No doubt some eying a new broker on board may have expected a placing to support the Trustream purchase, or envisage that happening in the near future.

In the past, the CEO has told me that he wouldn’t want to raise at the levels the shares have been trading at and that there are other options open which has clearly been born out by the financing of the Trustream deal, which has been achieved by a combination of cash and debt.

In relation to the latter, he says that the company has seen strong support from its bank Santander with a new £8m facility in place which was previously an acquisition based revolving facility.

The newly agreed facility provides a working capital element, which although not needed, is, according to Binks very well structured and highly favourable to Sys.

He also says that given how well they generate cash without paying a dividend, they will be paying down the loan, although the bank has taken away the payment profile which means they actually don’t have repayment’s due on that for five years.

This provides the company with flexible options regarding further acquisitions, so it would appear that whilst a future placing may not be ruled out, it seems highly unlikely that it would be done anytime soon or at the kind of levels currently seen for the share price. Expanding and speaking on the staff and culture at Sys, Binks says that they have a highly switched on and motivated team and they have just implemented a pay increase across the group as of the beginning of April.

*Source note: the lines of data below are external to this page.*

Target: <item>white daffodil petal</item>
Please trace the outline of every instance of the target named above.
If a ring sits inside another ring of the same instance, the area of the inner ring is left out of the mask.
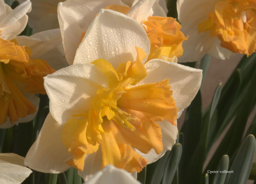
[[[178,131],[177,126],[172,125],[165,119],[158,122],[161,126],[162,136],[163,149],[162,152],[158,155],[152,148],[148,153],[145,154],[136,149],[136,152],[148,161],[147,164],[155,162],[164,155],[166,151],[171,150],[177,138]]]
[[[102,159],[100,146],[97,152],[87,155],[85,156],[83,170],[78,170],[78,173],[86,181],[100,169]]]
[[[0,160],[0,183],[20,184],[32,171],[28,168]]]
[[[230,56],[236,54],[228,49],[221,46],[220,41],[218,37],[215,36],[213,38],[214,41],[211,48],[207,52],[208,54],[219,59],[228,59]]]
[[[29,37],[18,36],[15,39],[20,45],[29,47],[32,59],[40,58],[50,50],[61,44],[62,42],[59,29],[42,31]]]
[[[6,6],[7,12],[8,7],[8,6]],[[7,13],[7,16],[0,23],[0,30],[2,31],[1,38],[11,40],[21,32],[27,22],[28,16],[26,14],[31,9],[31,2],[29,0],[27,0]]]
[[[110,165],[97,173],[86,184],[140,184],[131,175],[123,169]]]
[[[20,88],[21,90],[22,88]],[[8,128],[12,127],[14,125],[18,125],[19,123],[26,123],[32,120],[35,117],[37,113],[39,106],[40,99],[34,94],[25,93],[23,91],[23,93],[25,97],[34,105],[36,108],[36,111],[33,114],[29,114],[25,118],[19,118],[17,121],[14,122],[12,124],[11,123],[8,117],[7,117],[6,121],[3,125],[0,125],[0,128]]]
[[[69,0],[59,4],[58,18],[70,64],[73,63],[82,33],[87,31],[101,9],[113,4],[126,6],[121,0]]]
[[[189,37],[182,44],[184,52],[179,62],[194,62],[201,58],[211,48],[214,41],[208,31],[198,33],[198,25],[207,18],[209,12],[214,11],[217,0],[189,1],[177,0],[179,21],[182,27],[180,31]]]
[[[148,55],[150,45],[144,29],[137,22],[122,14],[102,9],[78,49],[74,63],[103,59],[115,68],[120,63],[136,60],[136,46]]]
[[[164,6],[164,4],[162,5],[163,6],[161,6],[160,4],[161,2],[161,2],[162,3],[163,3],[163,2],[165,2],[165,6]],[[166,14],[168,12],[168,10],[167,9],[166,6],[166,2],[165,2],[165,0],[158,0],[156,1],[152,7],[152,9],[153,12],[153,16],[164,17],[167,17]],[[164,8],[164,7],[165,8]]]
[[[153,15],[152,7],[155,3],[158,4],[158,1],[157,0],[139,0],[133,5],[126,15],[142,23],[143,20],[147,20],[148,17]]]
[[[25,166],[25,158],[18,155],[12,153],[0,153],[0,160],[7,162],[11,164]]]
[[[57,48],[49,51],[40,57],[40,59],[47,61],[51,67],[57,70],[69,66],[65,55],[58,49],[60,46],[63,46],[62,43]]]
[[[105,76],[90,63],[71,65],[48,75],[44,79],[50,111],[61,124],[73,115],[88,112],[97,91],[108,83]]]
[[[173,96],[179,111],[190,104],[199,89],[202,70],[160,59],[152,59],[145,65],[147,76],[137,84],[159,82],[168,78]]]
[[[62,127],[49,113],[36,140],[30,148],[24,161],[25,165],[40,172],[57,173],[70,166],[65,162],[72,155],[61,140]]]
[[[2,20],[6,16],[5,4],[4,0],[0,1],[0,20]]]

This, he says, has been higher than what they have done in the past but it demonstrates commitment to their staff. “I think everybody has really had to do that and if they haven’t, they will suffer much higher levels of turnover that have been seen across many other industries. In the first quarter of the year we did see a higher level of people churn at the lower level of the ranks and it has been obvious that it is a candidate’s market. Having said that, we operate a strict recruitment practice and we are quite firm on that aspect”.


To this end, the CEO tells me that culture and a culture fit is something of a prerequisite across the business and that in the interview process at the very outset would be candidates have to submit a video of themselves before proceeding to next stage.

Looking ahead to June, Binks says that he is looking forward to undertaking the roadshow in conjunction with the new broker and sounds keen to boost Sys’s profile.

For what is essentially at present a micro cap business there are some impressive names on the shareholder list including Canaccord, Gresham, Herald and Downing which collectively account for close to 60% of the company.

Despite the shares rallying following the recent acquisition, Binks says that the valuation and price just isn’t at the level it should be.


Nevertheless, he believes that with them now having a good run rate number and maybe one or two more acquisitions to be secured, then that valuation will change.